# 2011 Hyundai 740-9 loader



## NFDDJS (Sep 22, 2009)

I am looking at buying a 2011 Hyundai 740-9 loader and putting a Pro Tech 14 or 16ft pusher on it but I have three questions...

1. Anybody own or put many hours on the Hyundai 740 loader? How did you like it and did it have any problems?

2. What size pusher did you run on it? 

3. I am thinking about having it come with the MICHELIN X SNOW PLUS radials. Have any of you run these tires?
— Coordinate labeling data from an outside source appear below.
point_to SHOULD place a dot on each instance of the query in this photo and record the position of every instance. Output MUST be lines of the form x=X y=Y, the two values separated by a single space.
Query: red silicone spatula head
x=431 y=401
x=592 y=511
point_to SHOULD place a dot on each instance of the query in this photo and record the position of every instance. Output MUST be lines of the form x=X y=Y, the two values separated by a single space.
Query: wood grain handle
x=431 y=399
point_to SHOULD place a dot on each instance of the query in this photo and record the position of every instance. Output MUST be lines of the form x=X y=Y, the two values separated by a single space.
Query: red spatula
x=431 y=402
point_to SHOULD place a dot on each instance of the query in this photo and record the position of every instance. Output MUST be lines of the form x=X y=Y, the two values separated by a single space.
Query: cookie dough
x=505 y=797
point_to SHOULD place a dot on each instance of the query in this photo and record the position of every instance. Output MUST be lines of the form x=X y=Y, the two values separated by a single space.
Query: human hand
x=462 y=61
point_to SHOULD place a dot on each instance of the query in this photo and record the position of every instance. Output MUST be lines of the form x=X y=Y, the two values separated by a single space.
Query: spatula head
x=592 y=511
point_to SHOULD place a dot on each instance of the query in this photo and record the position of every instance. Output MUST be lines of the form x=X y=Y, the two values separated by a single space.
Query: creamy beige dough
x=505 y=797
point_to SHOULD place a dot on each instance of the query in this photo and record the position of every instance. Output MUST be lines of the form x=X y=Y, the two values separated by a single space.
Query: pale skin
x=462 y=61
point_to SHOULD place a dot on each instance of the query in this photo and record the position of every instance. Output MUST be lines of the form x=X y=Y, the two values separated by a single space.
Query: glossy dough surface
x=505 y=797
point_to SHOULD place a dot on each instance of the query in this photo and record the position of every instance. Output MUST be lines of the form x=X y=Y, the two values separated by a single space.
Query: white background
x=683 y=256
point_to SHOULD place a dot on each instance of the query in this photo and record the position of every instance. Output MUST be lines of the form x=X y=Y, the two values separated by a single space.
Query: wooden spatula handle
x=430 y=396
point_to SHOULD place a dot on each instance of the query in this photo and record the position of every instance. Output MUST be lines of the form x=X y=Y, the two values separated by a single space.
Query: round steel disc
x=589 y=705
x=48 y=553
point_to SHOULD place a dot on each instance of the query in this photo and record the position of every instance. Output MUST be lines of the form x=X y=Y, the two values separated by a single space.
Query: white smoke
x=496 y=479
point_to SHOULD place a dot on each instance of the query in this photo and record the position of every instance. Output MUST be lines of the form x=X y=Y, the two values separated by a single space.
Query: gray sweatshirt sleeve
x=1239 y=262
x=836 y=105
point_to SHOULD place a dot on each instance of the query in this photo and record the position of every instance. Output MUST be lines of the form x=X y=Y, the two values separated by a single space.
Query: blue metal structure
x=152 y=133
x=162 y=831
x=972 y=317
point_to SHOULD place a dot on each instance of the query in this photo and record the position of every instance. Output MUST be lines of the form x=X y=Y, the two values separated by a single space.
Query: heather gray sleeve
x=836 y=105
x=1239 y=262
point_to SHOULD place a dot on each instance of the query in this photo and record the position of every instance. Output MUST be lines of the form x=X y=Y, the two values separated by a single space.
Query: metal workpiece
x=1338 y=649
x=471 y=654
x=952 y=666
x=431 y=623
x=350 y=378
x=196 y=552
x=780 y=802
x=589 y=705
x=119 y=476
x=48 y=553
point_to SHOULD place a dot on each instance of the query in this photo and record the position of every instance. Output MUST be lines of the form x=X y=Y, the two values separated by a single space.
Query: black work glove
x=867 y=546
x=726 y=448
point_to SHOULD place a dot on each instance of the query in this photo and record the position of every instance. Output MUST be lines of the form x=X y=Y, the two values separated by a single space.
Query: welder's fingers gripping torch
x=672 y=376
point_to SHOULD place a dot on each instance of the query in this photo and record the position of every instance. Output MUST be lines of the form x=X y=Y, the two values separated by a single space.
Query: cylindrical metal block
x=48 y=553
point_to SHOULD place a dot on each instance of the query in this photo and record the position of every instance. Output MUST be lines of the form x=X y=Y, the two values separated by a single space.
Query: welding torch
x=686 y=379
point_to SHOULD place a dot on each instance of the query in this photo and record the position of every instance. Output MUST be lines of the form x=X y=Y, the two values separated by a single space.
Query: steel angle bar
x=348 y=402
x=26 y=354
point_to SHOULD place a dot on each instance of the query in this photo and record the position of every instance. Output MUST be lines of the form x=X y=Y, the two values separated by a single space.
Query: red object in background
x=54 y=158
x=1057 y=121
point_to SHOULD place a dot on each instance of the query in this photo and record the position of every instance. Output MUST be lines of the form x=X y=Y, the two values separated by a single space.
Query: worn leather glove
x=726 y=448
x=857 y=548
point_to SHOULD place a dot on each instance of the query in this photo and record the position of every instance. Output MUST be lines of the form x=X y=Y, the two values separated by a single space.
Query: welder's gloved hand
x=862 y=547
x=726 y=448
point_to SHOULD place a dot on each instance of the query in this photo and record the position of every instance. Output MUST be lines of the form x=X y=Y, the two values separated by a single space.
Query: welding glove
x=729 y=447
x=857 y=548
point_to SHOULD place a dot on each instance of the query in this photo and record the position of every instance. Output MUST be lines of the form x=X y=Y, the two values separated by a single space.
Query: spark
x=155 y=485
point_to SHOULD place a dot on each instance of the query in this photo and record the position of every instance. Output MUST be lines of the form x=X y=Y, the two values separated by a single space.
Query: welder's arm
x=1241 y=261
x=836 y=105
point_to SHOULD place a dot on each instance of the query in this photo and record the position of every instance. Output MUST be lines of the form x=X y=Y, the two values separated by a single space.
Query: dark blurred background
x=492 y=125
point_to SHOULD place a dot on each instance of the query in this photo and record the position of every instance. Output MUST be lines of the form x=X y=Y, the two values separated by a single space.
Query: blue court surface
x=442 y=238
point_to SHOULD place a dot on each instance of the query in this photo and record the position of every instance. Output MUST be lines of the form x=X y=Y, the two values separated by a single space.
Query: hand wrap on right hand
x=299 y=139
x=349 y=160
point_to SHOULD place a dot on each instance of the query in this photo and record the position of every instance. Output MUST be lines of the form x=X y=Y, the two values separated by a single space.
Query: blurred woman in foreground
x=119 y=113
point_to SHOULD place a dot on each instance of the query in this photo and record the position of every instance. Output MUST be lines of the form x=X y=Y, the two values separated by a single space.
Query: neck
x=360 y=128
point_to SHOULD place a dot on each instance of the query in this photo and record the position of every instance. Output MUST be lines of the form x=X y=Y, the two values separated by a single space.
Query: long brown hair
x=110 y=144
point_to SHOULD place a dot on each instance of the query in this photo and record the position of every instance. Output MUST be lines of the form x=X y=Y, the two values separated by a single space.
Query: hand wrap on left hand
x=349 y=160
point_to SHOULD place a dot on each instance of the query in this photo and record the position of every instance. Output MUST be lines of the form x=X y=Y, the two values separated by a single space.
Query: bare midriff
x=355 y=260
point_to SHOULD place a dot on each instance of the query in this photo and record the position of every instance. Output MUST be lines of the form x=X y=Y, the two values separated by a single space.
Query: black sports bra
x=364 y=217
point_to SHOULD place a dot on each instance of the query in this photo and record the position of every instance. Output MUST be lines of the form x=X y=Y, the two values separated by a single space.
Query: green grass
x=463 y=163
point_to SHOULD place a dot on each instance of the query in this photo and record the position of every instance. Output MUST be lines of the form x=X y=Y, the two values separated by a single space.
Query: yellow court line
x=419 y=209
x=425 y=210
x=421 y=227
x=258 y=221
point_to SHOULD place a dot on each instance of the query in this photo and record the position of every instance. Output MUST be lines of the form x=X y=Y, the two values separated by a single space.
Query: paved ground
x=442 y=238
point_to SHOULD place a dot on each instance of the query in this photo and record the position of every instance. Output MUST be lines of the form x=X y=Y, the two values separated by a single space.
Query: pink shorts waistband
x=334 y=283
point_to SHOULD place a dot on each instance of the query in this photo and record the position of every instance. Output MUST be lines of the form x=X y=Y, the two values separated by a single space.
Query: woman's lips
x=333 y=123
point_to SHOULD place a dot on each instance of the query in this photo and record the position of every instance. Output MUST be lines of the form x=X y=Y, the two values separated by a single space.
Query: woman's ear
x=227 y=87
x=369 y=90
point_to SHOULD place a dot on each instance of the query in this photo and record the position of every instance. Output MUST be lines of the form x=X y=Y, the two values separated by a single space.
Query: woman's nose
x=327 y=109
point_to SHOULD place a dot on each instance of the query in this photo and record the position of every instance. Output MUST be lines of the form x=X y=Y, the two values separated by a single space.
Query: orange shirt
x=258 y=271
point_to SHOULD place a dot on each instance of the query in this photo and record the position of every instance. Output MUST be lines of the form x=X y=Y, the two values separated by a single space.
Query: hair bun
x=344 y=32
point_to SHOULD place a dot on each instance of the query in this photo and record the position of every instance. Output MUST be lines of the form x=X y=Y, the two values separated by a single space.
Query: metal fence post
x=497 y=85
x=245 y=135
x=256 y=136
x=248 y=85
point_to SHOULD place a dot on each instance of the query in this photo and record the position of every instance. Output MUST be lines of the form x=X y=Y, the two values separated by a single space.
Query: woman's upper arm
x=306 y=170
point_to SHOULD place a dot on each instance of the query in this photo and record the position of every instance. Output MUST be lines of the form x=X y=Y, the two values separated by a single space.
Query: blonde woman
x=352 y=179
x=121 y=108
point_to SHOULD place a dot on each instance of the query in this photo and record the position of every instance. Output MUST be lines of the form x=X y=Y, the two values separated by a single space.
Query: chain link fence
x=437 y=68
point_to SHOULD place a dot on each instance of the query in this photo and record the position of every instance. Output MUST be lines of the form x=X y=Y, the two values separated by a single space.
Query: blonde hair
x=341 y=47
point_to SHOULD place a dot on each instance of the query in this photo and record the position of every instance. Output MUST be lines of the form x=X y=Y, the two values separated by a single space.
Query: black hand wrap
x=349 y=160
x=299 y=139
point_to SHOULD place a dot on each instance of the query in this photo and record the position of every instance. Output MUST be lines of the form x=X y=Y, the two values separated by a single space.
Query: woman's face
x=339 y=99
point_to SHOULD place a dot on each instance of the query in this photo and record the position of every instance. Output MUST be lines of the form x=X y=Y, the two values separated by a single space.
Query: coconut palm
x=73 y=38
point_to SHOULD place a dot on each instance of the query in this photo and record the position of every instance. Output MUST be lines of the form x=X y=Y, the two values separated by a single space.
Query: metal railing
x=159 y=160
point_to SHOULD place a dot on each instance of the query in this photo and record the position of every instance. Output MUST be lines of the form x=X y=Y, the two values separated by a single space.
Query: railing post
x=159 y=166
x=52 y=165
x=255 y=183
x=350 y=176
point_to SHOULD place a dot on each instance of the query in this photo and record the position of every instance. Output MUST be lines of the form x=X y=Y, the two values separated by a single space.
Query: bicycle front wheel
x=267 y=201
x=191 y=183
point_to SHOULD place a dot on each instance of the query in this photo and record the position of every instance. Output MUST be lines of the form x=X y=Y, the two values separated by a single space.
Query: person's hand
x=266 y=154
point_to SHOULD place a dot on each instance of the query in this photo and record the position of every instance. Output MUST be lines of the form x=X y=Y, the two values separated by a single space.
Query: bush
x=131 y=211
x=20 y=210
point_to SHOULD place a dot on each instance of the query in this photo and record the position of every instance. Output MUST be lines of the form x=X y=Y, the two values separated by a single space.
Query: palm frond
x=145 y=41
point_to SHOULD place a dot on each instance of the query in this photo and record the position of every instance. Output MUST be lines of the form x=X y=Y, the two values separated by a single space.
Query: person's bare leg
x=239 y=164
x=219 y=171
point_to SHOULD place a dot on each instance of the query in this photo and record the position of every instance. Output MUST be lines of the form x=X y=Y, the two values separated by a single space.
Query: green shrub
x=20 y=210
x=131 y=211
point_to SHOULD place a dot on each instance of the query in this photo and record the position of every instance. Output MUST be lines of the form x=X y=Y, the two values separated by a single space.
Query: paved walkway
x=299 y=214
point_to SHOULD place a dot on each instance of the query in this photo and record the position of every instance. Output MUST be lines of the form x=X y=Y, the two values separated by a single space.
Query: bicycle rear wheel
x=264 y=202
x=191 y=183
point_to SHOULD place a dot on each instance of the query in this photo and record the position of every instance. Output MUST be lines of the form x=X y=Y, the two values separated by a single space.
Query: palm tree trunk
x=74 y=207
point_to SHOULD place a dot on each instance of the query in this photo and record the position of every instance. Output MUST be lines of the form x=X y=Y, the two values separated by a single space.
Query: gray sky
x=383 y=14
I hear they wear great, great in snow and ice and still good for the rest of the year.


Thanks for your time


----------



## RLM (Jan 12, 2006)

I have a 2007 740-7, only problem I have had with it was a broken battery wire & if you don't turn off batteries or use in 2 or more months the computer tends to drain the batteries
Other than that the only issue I see is corrosion (rust), I don't think they do quite as good of a job in prepping/painting things, but the cost savings buys a lot of paint
I bought it new, it now has about 500 hrs, it is not quite as comfortable as the kawaski I have, but they have made improvements in the new ones (2011). I have run a 14' Protec backhoe model, & an Artic 14' hd both with no issue. Mine has stock tires, so as to the snows, it couldn't hurt they have plenty of power, usually end up breaking traction before running out of power, so anything you can do to get that power to the ground your better off. As for pricing I was quoted about 105 k for a base unit, the final prices are just slightly higher, one has ride control, I believe the units I'm looking at were rented by the dealer last winter so they have about 500 hrs on them still have full 3 year warranty from date I purchase them though. New units had back up camera, heated seat& mirror, scale on bucket, couple different modes for traction & fuel economy, basically nicer than the truck I'm driving.


----------